Stochastic Optimization with Optimal Importance Sampling
arXiv:2504.03560v3 Announce Type: replace-cross
Abstract: Importance Sampling (IS) is a widely used variance reduction technique for enhancing the efficiency of Monte Carlo methods, particularly in rare-event simulation and related applications. Despite its effectiveness, the performance of IS is highly sensitive to the choice of the proposal distribution and often requires stochastic calibration.

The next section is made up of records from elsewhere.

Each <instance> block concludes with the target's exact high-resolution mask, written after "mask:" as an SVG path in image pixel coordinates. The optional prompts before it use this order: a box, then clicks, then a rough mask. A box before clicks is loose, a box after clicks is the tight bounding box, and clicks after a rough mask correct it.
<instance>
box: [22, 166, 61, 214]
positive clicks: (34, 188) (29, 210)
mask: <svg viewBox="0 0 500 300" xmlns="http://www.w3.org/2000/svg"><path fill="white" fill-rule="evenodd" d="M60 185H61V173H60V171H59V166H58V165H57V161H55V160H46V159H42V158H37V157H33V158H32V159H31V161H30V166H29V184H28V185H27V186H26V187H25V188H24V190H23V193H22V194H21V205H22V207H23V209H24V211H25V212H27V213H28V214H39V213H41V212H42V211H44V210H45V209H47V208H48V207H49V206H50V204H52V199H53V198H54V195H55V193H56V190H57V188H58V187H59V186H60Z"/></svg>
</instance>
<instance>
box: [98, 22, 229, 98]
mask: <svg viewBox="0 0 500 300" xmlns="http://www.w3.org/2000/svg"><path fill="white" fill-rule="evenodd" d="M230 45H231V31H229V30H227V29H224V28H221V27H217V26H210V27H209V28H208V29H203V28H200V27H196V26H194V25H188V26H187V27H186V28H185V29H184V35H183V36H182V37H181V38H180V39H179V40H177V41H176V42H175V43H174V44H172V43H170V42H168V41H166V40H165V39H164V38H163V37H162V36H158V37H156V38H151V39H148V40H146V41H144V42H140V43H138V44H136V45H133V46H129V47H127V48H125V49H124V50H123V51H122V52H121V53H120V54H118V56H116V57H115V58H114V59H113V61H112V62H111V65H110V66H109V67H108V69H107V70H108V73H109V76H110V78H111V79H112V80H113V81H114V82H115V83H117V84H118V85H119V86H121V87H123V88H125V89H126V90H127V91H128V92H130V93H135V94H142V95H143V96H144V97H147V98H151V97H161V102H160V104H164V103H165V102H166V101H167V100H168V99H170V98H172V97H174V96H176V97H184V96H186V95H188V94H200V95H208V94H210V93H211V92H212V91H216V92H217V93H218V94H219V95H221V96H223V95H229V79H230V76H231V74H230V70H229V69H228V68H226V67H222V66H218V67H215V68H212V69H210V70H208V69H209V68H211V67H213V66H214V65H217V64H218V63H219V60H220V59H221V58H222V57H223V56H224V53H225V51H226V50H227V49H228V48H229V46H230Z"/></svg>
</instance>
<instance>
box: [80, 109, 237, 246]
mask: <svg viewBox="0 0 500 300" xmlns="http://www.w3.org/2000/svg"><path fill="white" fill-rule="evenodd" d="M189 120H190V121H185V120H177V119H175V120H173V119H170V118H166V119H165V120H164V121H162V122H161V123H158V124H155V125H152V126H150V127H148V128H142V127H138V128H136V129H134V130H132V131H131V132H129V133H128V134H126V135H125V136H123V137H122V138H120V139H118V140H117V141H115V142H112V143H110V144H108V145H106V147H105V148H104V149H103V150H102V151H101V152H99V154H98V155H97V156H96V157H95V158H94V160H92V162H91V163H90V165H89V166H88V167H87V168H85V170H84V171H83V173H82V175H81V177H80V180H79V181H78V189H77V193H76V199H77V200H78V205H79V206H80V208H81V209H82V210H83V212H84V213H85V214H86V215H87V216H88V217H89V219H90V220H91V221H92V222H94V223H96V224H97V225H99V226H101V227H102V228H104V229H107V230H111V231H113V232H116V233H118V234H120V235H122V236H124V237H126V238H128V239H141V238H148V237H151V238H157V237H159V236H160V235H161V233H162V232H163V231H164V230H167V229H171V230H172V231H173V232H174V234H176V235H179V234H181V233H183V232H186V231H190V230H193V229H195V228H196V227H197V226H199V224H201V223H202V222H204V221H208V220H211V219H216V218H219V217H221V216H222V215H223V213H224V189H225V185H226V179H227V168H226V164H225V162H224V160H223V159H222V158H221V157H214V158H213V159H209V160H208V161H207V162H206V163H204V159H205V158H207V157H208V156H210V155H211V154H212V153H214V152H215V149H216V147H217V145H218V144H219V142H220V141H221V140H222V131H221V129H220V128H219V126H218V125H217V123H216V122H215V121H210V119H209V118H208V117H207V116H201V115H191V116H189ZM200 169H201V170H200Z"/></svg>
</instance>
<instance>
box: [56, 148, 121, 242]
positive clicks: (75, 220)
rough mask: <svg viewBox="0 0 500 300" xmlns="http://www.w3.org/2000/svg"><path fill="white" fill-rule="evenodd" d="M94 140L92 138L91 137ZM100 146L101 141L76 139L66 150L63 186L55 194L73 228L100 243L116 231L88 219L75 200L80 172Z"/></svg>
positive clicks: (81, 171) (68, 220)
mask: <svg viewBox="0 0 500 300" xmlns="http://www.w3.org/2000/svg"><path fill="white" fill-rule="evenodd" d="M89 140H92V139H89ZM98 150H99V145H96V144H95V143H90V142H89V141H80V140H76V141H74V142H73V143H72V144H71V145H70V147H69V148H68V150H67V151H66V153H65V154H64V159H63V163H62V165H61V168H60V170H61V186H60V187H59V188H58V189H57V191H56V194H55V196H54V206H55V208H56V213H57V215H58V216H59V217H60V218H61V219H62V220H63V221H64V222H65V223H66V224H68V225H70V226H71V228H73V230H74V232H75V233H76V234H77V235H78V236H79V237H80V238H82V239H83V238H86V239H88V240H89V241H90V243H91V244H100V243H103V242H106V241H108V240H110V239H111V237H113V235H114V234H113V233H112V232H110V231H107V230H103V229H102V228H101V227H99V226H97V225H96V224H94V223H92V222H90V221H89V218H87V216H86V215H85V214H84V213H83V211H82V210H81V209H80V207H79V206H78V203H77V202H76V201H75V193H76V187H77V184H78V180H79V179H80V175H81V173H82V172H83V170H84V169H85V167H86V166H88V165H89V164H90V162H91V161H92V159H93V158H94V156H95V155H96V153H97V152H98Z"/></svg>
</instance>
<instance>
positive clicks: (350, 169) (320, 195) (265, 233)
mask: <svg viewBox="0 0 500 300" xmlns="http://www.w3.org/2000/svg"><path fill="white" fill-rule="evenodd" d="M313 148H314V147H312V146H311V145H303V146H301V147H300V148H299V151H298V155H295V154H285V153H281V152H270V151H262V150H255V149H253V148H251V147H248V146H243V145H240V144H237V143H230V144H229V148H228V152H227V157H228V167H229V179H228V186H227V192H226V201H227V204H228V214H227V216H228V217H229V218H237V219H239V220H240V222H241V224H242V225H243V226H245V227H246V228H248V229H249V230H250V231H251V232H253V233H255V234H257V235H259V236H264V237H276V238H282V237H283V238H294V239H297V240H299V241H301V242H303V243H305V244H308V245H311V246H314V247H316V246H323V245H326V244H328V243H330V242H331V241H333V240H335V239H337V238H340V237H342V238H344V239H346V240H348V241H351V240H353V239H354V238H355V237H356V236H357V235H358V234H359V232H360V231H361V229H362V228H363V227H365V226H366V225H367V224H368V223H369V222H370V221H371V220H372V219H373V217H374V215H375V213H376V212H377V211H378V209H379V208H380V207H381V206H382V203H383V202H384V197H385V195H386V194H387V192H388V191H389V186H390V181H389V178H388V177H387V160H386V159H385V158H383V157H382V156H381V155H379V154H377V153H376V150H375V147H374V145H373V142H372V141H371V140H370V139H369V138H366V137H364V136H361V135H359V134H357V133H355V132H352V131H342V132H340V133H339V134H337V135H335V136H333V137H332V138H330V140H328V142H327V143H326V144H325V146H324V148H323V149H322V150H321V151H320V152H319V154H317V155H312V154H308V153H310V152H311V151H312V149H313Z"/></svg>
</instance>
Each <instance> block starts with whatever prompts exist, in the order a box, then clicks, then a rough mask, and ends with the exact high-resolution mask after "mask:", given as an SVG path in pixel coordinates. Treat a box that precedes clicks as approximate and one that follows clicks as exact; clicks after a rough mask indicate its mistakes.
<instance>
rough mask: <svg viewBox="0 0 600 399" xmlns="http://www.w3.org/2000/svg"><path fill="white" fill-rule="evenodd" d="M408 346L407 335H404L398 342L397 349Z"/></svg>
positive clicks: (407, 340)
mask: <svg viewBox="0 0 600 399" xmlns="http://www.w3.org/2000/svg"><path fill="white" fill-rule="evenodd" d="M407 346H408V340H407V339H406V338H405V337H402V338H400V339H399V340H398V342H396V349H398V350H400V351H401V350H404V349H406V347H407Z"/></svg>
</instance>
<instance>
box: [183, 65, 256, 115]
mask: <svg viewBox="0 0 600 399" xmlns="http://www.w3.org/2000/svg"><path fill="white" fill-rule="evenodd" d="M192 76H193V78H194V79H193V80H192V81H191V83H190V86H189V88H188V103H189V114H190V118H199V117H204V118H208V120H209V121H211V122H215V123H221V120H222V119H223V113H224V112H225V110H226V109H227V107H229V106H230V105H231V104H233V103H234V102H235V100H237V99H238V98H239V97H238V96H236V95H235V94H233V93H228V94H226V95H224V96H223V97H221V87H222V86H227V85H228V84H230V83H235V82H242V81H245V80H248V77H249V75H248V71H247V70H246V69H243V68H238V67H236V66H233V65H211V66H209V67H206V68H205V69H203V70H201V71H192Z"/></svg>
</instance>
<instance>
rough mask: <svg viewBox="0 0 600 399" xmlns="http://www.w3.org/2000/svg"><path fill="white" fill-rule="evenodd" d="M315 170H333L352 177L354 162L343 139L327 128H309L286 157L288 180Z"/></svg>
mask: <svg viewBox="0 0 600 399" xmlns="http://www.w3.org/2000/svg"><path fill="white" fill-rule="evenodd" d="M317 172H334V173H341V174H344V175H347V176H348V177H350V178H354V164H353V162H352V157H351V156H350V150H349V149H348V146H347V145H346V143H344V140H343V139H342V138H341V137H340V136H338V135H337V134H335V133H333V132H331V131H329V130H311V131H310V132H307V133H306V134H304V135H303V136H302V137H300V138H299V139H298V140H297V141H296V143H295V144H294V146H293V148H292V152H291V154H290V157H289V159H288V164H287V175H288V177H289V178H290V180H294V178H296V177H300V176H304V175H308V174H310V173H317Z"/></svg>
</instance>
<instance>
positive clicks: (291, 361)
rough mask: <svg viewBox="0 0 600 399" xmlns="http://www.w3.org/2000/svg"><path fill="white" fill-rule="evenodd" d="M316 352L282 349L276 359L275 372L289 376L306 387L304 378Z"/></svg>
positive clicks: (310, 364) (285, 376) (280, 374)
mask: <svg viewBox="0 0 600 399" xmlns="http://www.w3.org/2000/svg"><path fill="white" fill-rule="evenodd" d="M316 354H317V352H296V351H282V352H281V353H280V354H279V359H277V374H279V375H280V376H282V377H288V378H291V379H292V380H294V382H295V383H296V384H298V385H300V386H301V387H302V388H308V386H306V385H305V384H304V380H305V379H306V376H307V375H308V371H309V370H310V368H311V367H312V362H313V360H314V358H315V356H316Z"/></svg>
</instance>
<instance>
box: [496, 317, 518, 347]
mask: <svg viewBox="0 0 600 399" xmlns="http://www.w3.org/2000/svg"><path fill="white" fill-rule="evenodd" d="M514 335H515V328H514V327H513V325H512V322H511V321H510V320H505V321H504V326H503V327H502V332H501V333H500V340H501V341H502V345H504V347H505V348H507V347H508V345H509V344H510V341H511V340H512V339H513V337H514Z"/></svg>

While the design and analysis of IS have been extensively studied in estimation settings, applying IS within stochastic optimization introduces a lesser-known fundamental challenge: the decision variable and the importance sampling distribution are mutually dependent, creating a circular optimization structure. This interdependence complicates both convergence analysis and variance control. In this paper, we consider the generic setting of convex stochastic optimization with linear constraints. We propose a single-loop stochastic approximation algorithm, based on a variant of Nesterov’s dual averaging, that jointly updates the decision variable and the importance sampling distribution, notably without time-scale separation or nested optimization. The method is globally convergent and achieves the minimal asymptotic variance among stochastic gradient schemes, which moreover matches the performance of an oracle sampler adapted to the optimal solution and thus effectively resolves the circular optimization challenge.